A well-known cliché in Israeli political discourse refers to a high rate of support among the Jewish public for a two-state solution. As the claim goes, despite the Second Intifada and the rounds of fighting against Hamas in Gaza, most Jews still prefer this solution to the annexation of the Palestinian territories. Political scientists and journalists are thus consistently surprised as to why Israelis turn their backs on parties that espouse dividing the land and evacuating settlements, and choose to vote for those whose actions push a peace agreement further and further away.

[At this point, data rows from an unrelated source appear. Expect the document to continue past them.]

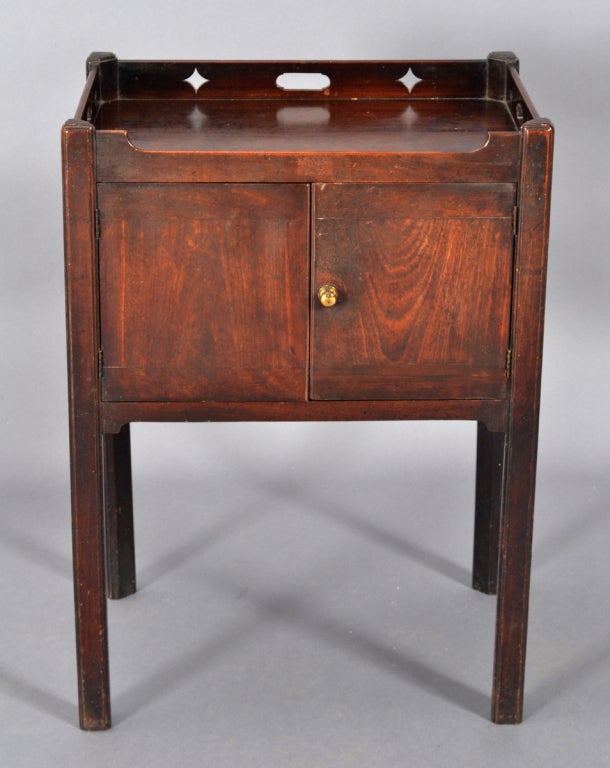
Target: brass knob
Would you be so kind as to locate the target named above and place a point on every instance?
(328, 295)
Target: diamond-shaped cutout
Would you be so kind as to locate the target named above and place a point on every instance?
(409, 80)
(196, 80)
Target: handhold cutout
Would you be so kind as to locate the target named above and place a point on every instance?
(302, 81)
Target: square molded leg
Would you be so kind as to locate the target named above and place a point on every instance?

In a conference held at Tel Aviv University, a well-known researcher announced, “The Israeli public is simply not rational.” Except that in decision-making, there’s a third option as well, which pollsters very rarely ask about: the option of maintaining the current situation. In the few cases in which this option is offered to respondents, it turns out that a growing number of Israelis prefer it to disengagement or annexation. Sometimes it even gets a majority.

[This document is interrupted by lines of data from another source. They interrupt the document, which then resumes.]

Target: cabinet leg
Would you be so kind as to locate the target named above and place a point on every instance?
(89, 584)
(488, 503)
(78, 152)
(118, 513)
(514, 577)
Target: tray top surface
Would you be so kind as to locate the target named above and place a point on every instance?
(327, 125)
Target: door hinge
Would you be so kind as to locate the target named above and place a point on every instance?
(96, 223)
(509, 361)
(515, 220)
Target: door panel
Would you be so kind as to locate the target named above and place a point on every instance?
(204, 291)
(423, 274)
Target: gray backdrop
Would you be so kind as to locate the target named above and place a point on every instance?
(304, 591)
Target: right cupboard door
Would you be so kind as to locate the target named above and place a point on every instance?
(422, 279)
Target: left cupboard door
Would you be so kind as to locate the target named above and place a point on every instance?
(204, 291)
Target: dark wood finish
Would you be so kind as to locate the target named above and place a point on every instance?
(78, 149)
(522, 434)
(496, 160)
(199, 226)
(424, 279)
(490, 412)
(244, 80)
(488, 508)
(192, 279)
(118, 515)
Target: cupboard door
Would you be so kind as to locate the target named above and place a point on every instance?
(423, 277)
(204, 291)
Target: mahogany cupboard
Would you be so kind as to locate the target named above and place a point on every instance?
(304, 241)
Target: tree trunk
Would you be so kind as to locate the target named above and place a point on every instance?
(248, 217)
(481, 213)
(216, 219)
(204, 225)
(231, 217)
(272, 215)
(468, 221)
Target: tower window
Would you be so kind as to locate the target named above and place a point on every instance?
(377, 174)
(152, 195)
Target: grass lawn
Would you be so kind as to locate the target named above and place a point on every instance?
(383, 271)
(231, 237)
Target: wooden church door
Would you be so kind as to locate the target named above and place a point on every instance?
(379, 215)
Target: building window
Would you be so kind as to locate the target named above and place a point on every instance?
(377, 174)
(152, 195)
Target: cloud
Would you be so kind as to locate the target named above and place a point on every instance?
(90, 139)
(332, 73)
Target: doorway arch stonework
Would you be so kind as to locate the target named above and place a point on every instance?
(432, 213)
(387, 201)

This fact discomforts many commentators. Could it be that Israelis truly want occupation? That they truly vote for apartheid? But if you put the moral consideration aside, the status quo appears to be the preferred option for Jewish Israelis, at least in the short term. While the occupation exacts an economic price and international isolation, if you consider simple profit-and-loss analyses, it is better than the other options.
Annexation of the territories will significantly alter the demographic balance and the character of the country, while evacuating settlements and establishing a Palestinian state entails security risks (that the left tends to downplay) and disputes that could lead to civil war. It’s not that the Jewish public is happy with the present situation or particularly wants to rule over the Palestinians — it just prefers this situation to the alternatives.
There is no one who better recognixes this and adheres to the status quo than Benjamin Netanyahu. The prime minister learned the necessary lessons from losing power in his first term, and turned solving incidental problems and stagnation into art forms. Therein lies his attraction: Despite all of the talk of a vision and a path, the prime minister mainly offers Israelis a continuation of the current situation.
Slowly but surely, the understanding that this is the real desire of the Israeli voter is trickling down to the rest of the political establishment, and at present, the main disagreement between the prime minister and his critics from the center lies in the best way to strengthen the status quo. While Netanyahu and Shelly Yachimovich seek to ignore the Palestinian issue altogether, Tzipi Livni and Yair Lapid believe in negotiations to help take pressure off of Israel and thus, paradoxically, also help maintain the present situation. Regardless of the expected achievements of the candidates for the premiership, when it comes to the fundamental question of Israeli existence, the coming election has already been called.
They say that global climate change takes place at a pace slow enough for politicians to ignore it. The same can be said today for the occupation, and for the destructive processes it has brought upon the state of Israel. The deepening racism, rising corruption, militarism and loss of international legitimacy — all of these are happening slowly. At any given moment, the alternatives look worse and the desire for change lessens. Thus there is a growing sense that the state of Israel won’t be able to bring about the end of the occupation on its own, and will require serious pressure from outside in order to wean the public and the political establishment from its addiction to the status quo.